Marcin Wrona is a Polish-born Canadian author, a multiple immigrant, a mustachio-twirling financier, and many other things besides. He lives and works in Toronto.
To learn more or to follow him through the Twitters and facebooks of the world, please visit www.marcinwrona.ca.
on Oct. 06, 2011 :
I truly enjoyed this book immensely! I'm very much stuck in my ways when it comes to books, and I'll read my favorite over and over without reading anything new. This book is really going to be on my favorites list! The characters are believable and human, the magic is put forth in a way which seems unique to me, and the story itself touches the emotions. Definitely a must read. I can't wait to read the rest of them!
(reviewed 4 months after purchase)
on Aug. 13, 2011 :
I enjoyed this book very much. The story takes place in a land that will feel familar, filled with tolerance and intolerance. Religion and magic drive this novel, magic is not tolerated by the current conquering rulers and dominate religion. There are hunters who are called "hounds" and search for magic wielders, but you soon realize that they hunt using magic.
We are introduced to Leonine on the first page. He is a musician and a thief and soon becomes a murderer. He also uses magic. In spite of all this, he is a charmer and while he is on the run he meets a young girl, who is also hunted by the hounds. Ilasin is their primary target, she doesn't know how to use and control her magic and as a consequence has killed quite a few people when she was threatened and fearful. leonine becomes very protective of Ilasin and she becomes like a daughter to him.
Kamvar is a soldier in his religion's army, who is in the band with one of hounds. There current assignment is to find Ilasin and put her to death. Kamvar is questioning his beliefs and wondering why his loving god would want this.
The story moves along at a good pace, and you never feel lost in the details, and there are a lot of details.

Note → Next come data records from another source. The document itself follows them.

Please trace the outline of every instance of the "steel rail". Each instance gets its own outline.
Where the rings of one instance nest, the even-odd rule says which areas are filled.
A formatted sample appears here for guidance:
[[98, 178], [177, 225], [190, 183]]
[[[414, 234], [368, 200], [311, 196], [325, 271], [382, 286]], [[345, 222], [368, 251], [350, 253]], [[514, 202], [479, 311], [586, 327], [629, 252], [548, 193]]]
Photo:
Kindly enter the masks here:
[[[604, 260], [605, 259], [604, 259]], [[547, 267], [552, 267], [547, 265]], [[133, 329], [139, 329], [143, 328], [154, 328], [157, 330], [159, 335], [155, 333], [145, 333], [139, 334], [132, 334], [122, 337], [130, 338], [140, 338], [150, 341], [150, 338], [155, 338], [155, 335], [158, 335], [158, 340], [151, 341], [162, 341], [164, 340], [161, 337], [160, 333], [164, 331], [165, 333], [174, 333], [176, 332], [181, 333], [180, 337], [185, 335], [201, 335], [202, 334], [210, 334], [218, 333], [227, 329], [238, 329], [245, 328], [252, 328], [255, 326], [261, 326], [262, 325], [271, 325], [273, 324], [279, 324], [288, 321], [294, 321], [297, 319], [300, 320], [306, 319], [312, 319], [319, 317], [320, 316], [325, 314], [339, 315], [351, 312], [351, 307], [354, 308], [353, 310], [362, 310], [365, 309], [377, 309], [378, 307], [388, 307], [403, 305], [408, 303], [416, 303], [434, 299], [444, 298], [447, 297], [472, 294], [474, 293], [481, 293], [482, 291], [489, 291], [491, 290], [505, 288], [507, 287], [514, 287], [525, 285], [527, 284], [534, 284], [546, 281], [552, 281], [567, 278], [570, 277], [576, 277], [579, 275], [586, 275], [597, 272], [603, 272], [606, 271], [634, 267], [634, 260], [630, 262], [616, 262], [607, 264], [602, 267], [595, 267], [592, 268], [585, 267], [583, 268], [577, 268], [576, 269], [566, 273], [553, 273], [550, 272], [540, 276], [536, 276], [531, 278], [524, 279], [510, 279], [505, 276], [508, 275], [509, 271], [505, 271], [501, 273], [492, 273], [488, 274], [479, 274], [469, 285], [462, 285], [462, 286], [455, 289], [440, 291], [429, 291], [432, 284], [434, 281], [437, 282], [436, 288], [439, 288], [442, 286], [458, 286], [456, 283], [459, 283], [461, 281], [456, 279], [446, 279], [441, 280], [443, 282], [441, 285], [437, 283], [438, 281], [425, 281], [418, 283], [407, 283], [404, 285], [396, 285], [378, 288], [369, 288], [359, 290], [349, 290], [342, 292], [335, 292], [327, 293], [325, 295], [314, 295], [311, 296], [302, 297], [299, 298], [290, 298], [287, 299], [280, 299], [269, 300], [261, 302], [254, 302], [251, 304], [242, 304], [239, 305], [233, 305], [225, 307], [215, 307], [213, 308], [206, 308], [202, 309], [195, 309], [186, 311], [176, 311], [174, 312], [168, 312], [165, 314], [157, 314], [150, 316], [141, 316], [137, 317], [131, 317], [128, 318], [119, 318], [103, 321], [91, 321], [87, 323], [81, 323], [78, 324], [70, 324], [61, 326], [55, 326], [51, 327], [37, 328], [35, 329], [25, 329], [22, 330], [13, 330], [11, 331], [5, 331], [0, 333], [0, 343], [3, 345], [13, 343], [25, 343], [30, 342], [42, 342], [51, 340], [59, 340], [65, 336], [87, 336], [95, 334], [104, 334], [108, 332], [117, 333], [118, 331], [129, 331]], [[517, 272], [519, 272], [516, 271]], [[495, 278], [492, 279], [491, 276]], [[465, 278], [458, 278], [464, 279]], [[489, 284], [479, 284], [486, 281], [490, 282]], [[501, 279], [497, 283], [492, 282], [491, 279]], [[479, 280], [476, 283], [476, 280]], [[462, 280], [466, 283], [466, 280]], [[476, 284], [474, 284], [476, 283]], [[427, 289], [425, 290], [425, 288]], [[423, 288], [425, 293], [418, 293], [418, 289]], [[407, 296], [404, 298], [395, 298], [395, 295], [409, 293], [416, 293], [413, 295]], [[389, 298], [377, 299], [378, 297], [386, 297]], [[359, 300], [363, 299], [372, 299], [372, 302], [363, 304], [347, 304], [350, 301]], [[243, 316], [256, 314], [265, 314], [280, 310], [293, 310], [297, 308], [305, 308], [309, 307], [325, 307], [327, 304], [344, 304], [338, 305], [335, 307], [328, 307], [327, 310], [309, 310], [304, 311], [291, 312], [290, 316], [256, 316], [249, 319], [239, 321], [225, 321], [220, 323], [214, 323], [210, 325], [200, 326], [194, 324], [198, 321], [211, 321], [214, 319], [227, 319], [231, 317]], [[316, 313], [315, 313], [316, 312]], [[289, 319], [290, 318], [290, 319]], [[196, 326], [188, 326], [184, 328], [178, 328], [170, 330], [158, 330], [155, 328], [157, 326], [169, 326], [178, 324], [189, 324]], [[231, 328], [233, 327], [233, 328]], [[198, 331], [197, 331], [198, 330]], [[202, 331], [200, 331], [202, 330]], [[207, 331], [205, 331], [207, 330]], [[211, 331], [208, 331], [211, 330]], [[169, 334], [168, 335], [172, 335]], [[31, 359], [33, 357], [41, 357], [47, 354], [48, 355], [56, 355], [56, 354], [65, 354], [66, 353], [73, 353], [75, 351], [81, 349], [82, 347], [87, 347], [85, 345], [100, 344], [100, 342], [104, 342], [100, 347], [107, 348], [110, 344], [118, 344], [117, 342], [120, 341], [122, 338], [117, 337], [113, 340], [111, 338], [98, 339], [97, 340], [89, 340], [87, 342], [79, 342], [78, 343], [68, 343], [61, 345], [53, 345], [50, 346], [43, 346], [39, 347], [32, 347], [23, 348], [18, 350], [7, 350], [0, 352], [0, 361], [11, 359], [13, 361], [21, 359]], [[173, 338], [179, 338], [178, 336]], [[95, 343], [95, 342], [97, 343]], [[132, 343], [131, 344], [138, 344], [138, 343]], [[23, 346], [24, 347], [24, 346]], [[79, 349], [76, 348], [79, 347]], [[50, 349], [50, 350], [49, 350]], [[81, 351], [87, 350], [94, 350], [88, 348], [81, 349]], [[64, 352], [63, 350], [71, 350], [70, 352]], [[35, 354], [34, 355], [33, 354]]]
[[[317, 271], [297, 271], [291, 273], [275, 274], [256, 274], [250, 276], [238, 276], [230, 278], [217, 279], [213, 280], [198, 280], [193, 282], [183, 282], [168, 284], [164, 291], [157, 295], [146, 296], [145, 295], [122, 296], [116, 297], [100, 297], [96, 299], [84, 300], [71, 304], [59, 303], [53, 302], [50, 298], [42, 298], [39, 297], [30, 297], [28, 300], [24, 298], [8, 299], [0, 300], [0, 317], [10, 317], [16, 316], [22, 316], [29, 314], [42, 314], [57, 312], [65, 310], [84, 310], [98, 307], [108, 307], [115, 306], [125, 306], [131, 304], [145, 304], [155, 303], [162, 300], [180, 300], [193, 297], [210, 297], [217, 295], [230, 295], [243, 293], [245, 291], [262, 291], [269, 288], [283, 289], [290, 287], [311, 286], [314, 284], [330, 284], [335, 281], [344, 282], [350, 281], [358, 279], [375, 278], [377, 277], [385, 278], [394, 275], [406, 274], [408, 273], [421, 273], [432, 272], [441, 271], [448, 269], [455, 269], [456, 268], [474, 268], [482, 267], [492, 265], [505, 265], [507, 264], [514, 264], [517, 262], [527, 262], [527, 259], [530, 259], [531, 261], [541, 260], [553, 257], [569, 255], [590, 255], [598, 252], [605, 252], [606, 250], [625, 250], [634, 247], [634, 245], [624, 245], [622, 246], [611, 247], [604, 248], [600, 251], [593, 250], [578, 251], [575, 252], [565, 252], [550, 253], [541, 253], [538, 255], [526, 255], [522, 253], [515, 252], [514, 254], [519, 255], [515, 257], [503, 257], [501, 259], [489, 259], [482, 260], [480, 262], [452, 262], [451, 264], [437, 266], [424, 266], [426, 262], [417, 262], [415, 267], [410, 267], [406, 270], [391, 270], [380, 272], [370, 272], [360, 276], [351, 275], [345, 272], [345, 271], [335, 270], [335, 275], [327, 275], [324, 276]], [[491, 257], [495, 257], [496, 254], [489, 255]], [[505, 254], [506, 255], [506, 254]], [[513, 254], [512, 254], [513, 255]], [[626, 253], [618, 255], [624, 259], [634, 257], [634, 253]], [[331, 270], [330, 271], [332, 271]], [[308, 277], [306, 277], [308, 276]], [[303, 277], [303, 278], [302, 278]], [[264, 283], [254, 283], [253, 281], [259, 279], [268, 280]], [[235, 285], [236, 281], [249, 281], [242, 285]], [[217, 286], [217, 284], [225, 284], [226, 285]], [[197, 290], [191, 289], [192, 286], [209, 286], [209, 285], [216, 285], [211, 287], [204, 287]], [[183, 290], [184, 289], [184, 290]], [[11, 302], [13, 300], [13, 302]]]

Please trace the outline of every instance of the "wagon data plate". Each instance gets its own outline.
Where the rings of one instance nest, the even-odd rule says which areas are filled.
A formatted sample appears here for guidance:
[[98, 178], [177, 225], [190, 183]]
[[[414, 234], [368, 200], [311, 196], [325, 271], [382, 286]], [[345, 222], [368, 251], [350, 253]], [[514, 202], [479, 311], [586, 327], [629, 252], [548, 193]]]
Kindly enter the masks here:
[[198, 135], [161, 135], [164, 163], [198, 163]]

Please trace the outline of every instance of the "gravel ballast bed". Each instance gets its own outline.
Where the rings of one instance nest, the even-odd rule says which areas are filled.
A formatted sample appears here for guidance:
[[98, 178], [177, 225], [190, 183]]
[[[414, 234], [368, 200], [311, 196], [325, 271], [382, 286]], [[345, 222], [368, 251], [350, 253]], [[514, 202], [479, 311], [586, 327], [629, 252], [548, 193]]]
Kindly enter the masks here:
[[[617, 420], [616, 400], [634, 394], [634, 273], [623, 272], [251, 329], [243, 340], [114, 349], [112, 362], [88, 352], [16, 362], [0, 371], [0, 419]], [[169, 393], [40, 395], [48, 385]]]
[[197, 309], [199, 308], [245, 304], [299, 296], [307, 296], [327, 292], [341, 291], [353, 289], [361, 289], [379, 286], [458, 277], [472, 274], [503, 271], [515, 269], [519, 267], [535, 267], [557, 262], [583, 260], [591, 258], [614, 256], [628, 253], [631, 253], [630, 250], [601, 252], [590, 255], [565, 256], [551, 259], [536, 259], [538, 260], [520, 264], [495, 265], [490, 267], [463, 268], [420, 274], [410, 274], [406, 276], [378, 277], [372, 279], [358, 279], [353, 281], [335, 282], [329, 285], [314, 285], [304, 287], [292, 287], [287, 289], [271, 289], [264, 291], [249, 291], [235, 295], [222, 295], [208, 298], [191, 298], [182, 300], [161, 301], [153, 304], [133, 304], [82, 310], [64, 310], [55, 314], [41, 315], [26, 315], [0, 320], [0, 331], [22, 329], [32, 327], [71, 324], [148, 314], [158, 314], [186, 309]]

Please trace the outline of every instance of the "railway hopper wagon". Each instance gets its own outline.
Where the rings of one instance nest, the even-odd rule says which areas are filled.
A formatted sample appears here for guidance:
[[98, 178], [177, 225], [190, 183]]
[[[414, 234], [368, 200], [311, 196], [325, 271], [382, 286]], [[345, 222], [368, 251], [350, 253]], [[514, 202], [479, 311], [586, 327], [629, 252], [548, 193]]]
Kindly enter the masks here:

The characters are well rounded with the potential for both have both good and bad. All in all this was an enjoyable read.
(reviewed 59 days after purchase)
on July 06, 2011 :
The Pale Queen’s Courtyard by Marcin Wrona is a story that deals with politics and religion, people’s beliefs and magic, and a young girl who is being used as a political pawn.
The story takes place in a country whose peoples have been conquered over and over again. This country has numerous religions that are, for the most part, tolerated. There is one religion, however, that uses magic that the latest conqueror has banned from being practiced. They have torn down all the temples and killed many of the followers and outlawed the use of magic. Anyone using magic is hunted down by “Hounds” and their “Hunts” and sacrificed. The Hounds work for the High Priest who rules over the peoples. It is a little known fact that the Hounds are sorcerers who use magic to track down anyone using magic. Even the men in their hunt don’t realize they are sorcerers.
A young girl, the daughter of a High Priest of a different religion from the ruling religion, discovers she possesses magic one day when she is attacked and her magic comes out and kills her attackers. She runs away from home and is being hunted by not one but two Hounds and their hunts. While hunting for the girl they find evidence of another sorcerer in a small manor of a widow. He has killed a couple people and stolen a vase. One of the Hounds and his hunt has been sent to track him down while the other continues looking for the girl. While tracking this sorcerer, the Hound and his hunt actually find the girl in the sewers they have tracked the sorcerer to. She is scared and her magic comes out and kills several of the men, including the Hound. She has no control over her magic and it only appears when she is scared. Since the sorcerer is also in the sewers he finds the girl and decides to help her so now they are on the run together. They decide they must leave the country but the girl wants to go visit the grave of her mother and say goodbye before they leave. She gets captured while the sorcerer is away trying to arrange passage. Then she gets taken from her captors by someone representing the banned religion because they want to use her is some magic ritual. She is recaptured by the Hound but by this point some men in the hunt have figured out that she is just a political pawn and it goes against everything they believe in to kill this girl for politics so they turn against the Hound and rescue her.
I found this story well written and captivating. The main characters are well developed and the story flows well. I found myself not wanted to put it down until the end and can’t wait for the next book. It is a very good book and I would recommend it to anyone who is looking for a good read.
(reviewed 21 days after purchase)
on July 02, 2011 :
Disclaimer: I received a Kindle version of Pale Queen's Courtyard through a LibraryThing giveaway in return for a review.
This novel gave a glimpse into a well-thought out and rich landscape full of varying races, religions and views. While the plot of this particular novel was narrow, the world is rich and ripe for more tales.
Characters and locales were well conceived and the style and pacing allowed for discovery without dragging.
There were a few errors in this edition which slowed me a few times, but nothing too distracting. The one thing I would have expected in a printed copy that this did not include was a glossary of sorts. With so many place names, gods, unfamiliar titles and similar names, it would have been nice to have a glossary to refer to.
All in all this was a very enjoyable read and I look forward to more set in this world.